Стью не нуждался в дальнейших разъяснениях и обернул вокруг густо-черной бутылки «Газету Жюля Валлеса», которая прочно закрепила бутыль среди пяти остальных. Он приклеил скотчем адрес на ящике: Джеймс Томас Сентер, 14 Хазен-стрит, Райкерс Айленд, Нью-Йорк, 11370, и скрутил две ручки из веревки, чтобы легче было нести. Привычное дело.
— Ну, найдешь ты ее и что скажешь своей «мисс Май девятьсот семьдесят два»?
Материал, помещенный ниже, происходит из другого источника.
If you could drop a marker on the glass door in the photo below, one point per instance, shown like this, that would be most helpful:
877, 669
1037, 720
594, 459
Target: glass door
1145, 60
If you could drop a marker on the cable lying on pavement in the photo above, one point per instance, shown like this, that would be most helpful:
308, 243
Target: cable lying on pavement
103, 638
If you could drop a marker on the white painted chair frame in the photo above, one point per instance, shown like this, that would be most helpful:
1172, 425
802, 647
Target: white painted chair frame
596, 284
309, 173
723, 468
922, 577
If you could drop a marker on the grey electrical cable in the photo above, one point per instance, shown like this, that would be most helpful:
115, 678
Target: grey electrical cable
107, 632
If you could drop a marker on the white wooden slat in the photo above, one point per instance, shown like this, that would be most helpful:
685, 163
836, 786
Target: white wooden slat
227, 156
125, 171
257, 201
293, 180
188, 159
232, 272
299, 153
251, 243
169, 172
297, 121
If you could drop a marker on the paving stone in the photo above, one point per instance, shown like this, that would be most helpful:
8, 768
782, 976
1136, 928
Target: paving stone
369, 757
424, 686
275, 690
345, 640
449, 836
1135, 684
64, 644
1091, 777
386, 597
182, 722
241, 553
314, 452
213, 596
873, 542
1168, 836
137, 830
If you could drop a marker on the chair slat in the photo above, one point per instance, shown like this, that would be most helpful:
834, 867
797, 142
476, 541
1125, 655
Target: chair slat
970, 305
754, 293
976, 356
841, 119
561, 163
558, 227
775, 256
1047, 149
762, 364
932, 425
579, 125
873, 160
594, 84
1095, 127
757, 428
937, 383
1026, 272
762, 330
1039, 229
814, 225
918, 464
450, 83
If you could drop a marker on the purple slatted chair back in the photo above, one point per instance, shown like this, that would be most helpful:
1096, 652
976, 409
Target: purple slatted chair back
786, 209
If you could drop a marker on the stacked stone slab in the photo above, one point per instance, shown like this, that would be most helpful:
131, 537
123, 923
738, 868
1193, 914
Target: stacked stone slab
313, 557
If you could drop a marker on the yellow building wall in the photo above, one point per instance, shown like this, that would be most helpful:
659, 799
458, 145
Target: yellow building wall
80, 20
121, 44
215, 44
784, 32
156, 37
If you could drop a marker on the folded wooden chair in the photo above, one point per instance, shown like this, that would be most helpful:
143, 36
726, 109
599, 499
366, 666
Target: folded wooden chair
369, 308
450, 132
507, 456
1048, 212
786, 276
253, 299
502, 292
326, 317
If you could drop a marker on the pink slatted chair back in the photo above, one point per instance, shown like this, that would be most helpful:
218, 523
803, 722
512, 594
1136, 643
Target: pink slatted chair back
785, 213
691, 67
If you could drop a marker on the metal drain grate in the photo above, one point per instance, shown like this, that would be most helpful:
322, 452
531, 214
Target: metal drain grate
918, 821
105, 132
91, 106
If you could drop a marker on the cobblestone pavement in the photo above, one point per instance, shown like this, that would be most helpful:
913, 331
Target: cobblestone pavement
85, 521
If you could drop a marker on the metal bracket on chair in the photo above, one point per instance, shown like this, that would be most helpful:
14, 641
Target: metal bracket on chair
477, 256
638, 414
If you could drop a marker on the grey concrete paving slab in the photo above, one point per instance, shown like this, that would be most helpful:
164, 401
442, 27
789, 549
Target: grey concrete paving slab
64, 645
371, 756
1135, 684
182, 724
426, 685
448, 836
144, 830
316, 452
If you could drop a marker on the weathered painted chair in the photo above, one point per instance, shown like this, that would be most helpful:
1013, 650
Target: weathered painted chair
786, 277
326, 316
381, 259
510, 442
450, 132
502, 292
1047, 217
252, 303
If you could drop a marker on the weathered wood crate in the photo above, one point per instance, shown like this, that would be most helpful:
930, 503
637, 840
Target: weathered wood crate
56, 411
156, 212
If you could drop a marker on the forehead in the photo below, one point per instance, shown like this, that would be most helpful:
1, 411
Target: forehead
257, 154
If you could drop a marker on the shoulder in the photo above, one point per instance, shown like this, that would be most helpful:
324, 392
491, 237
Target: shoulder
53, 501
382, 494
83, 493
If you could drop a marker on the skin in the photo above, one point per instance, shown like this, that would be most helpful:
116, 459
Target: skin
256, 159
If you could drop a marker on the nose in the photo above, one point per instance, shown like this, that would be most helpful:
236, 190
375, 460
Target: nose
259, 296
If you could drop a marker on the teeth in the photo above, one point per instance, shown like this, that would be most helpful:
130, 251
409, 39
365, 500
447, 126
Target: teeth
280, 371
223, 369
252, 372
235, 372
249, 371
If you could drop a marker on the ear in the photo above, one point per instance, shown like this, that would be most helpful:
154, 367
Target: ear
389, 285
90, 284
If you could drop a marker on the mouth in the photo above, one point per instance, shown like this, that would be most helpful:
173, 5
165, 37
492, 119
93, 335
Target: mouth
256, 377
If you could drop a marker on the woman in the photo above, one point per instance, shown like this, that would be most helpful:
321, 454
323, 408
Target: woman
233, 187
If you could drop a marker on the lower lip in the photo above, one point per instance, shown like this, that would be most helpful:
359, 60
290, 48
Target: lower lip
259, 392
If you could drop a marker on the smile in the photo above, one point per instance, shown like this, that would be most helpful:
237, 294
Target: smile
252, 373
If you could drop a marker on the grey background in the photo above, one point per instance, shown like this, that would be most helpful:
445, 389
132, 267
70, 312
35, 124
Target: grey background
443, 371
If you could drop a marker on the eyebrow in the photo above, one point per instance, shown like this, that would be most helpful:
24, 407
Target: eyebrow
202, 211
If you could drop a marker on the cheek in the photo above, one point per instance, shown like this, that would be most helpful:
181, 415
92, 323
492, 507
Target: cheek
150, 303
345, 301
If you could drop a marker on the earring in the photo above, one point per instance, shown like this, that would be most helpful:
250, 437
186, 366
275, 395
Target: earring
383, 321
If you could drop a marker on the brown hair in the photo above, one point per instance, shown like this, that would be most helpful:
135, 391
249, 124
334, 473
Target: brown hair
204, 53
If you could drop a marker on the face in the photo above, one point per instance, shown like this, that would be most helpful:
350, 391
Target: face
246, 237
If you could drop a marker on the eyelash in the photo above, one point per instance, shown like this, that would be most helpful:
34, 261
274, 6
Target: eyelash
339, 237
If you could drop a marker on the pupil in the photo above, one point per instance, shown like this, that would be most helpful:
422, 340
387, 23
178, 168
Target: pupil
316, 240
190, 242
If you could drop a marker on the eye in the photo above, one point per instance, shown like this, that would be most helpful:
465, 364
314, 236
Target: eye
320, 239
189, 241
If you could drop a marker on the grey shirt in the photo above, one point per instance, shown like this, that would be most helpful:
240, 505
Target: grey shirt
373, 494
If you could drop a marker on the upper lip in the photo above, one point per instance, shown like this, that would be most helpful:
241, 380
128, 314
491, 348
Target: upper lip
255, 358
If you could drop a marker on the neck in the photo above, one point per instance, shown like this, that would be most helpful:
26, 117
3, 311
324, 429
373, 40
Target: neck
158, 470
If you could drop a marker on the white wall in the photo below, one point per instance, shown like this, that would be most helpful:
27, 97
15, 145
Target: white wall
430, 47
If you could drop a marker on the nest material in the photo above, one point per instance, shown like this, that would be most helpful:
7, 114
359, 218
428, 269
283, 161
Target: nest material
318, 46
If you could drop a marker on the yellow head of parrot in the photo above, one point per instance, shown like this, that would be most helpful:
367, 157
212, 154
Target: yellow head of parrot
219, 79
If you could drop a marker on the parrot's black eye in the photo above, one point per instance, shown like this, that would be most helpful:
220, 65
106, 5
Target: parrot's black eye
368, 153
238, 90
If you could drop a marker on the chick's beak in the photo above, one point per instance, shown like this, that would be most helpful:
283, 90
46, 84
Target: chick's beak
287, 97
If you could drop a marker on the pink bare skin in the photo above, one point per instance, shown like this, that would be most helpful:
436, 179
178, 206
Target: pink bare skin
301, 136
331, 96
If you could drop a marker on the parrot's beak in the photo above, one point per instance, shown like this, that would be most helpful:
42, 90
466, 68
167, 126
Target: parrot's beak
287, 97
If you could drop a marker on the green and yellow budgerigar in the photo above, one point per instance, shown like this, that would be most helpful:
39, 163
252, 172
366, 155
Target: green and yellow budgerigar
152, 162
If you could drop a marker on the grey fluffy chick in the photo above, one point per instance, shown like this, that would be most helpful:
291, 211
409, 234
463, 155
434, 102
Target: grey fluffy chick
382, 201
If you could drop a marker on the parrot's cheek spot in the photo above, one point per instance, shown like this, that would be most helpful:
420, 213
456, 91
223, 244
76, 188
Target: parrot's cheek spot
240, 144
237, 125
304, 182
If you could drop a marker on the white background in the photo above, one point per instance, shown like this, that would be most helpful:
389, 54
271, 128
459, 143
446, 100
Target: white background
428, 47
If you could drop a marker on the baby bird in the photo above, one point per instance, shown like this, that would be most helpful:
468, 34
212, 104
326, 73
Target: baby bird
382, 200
Донни долго молчал, прежде чем ответить:
— Что я по-прежнему верю в нее.
Райкерс Айленд, тюрьма на траверзе Манхэттена, насчитывала 17 тысяч узников, мужчин и женщин, распределенных по десяти совершенно раздельным заведениям. Остров напоминал небольшое государство в государстве, расположенное менее чем в десяти километрах от Эмпайр Стейт Билдинг и считающееся самой крупной структурой в системе исправительных заведений мира. В корпусе, названном «Джеймс Томас сентер» в честь первого афро-американского надзирателя, сектор старожилов четко отграничен от других. На этом олимпе жулья пребывало несколько живых легенд крупного бандитизма, основополагающих фигур преступного мира и последних мифических парий, которыми так и не пресытились толпы. Каждый из них по совокупности располагал сроками, иногда доходящими до четырехсот лет заключения, так что мог умереть за решеткой, возродиться и снова умереть, и так далее в течение нескольких поколений. Для того чтобы войти в ультразакрытый клуб долгосрочников, надо было накопить как минимум двести пятьдесят лет без права сокращения срока.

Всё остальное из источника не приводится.